Mark Ward is fond of leveraging I Corinthians 14 in the text and translation debate. Unfortunately he completely overlooks the fact that Paul clearly has in mind those languages foreign to the hearer. As such Ward has removed Paul from the immediate context in order to critique the use of a version of modern English in comparison to another version of modern English. After Ward runs roughshod over this fact he then proclaims the eminently tweetable bumper-sticker phrase, “Edification requires intelligibility.”
In sum, Ward daftly compounds eisegesis with shallow theological rhetoric and we have dealt with such daftery here and here. And as the Lord would have it such an occasion has arisen again to address the failure of Ward’s theology on this point.
When my family meets around the table for a meal we pray before we eat. On most occasions after the supper prayer we also offer a song of praise to the Lord. The song is usually The Lord is Good to Me or Thank You Lord.
Our ninth child will be 3 years old tomorrow. She talks as only a 3 year old can and she cannot yet read, but she sings with us. She sings the syllables she knows but has yet to sing the whole song word perfect. I am quite sure she does not know what she is singing when she sings:
O The Lord is good to me
And so I thank the Lord
For giving me the things I need
The sun and the rain and the apple seed
The Lord is good to me
Amen Amen Amen Amen Amen.
The question is, “Is my daughter edified by the singing of a song she does not understand?”
Then this last Sunday morning we were in Church singing from the Psalmody a song that none of the family knew but much of the Church did, and so my 3 year old daughter sang how she knew even though she could not read the words of the Psalmody nor did she understand them.

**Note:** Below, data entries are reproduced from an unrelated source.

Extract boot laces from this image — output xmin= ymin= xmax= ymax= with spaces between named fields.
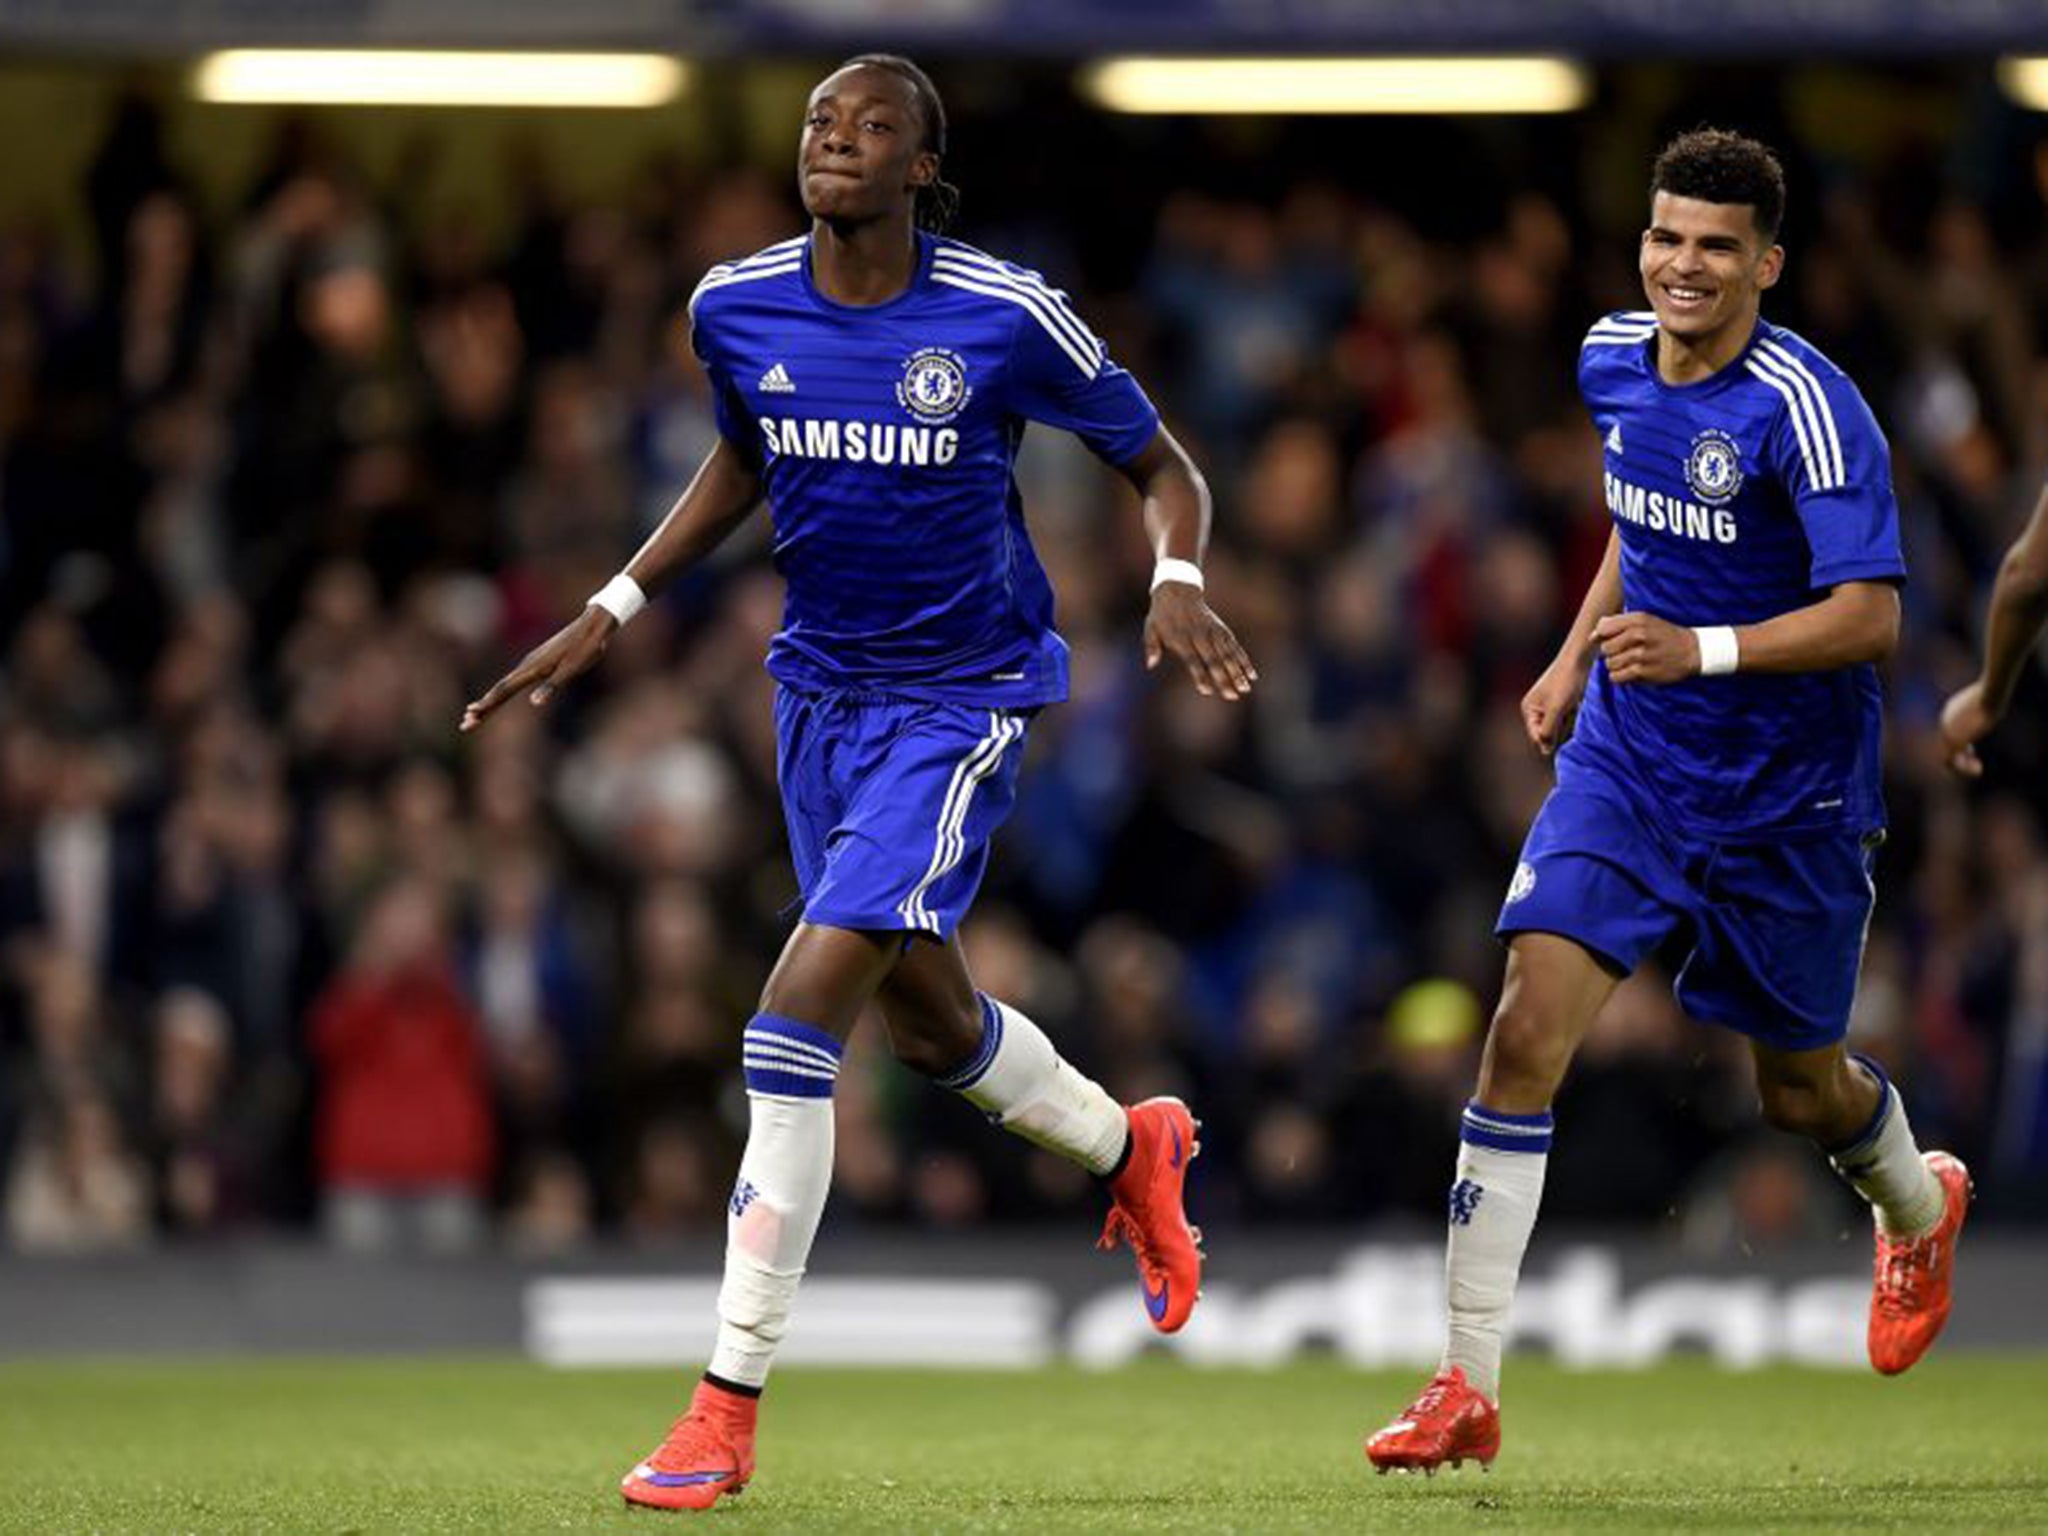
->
xmin=1874 ymin=1231 xmax=1937 ymax=1318
xmin=649 ymin=1410 xmax=734 ymax=1472
xmin=1098 ymin=1207 xmax=1153 ymax=1266
xmin=1406 ymin=1372 xmax=1463 ymax=1423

Again, was my daughter edified by the singing of a song she does not understand?
I think the answer must be yes and on multiple accounts. Take the instance I spoke of at home. My daughter is participating in family worship with the family around a family meal with her voice in concert with others at the appointed time. She is doing so with exuberance and is shown appreciation for her efforts. She is singing without fear of what others think of her and she is singing out. She is not being made to sing, thus her singing is a willful choice on her part.
If most of the American Christian church had the heart of my 3 year old daughter when it comes to singing praise and thanksgiving to the Lord, the Church would be in a better place on all accounts. My daughter serves as an encouragement and indictment on all those who know to sing, understand what to sing, and understand what they are singing. In fact, it is often those who understand who also seem to lack the ability to be edified by what they sing in the hymn book. Many who find the song intelligible don’t sing at all and neither edify nor are they edified. My daughter on the other hand, does not understand what she is singing and yet she is being edified, albeit in a very simple way, by the very act of making a joyful noise.
What is more, others are edified when they hear a young child so spontaneously and willfully participate in corporate worship. After the service was over a woman about our age turned around to encourage my daughter for her singing. Did she understand the woman? Probably not. Was my daughter edified by the woman’s smiling face and encouraging tone? Probably.
In sum, Ward’s insistence that edification requires intelligibility is simply false. Perhaps it is better to say that edification improves as intelligibility improves but that doesn’t have the same tweet-ability and it’s too long for a bumper-sticker. To go a step further down this rabbit hole, perhaps Ward might be more accurate [and more frightening in our overly intellectualized world] to say that edification requires only affection. The intellect need not apply.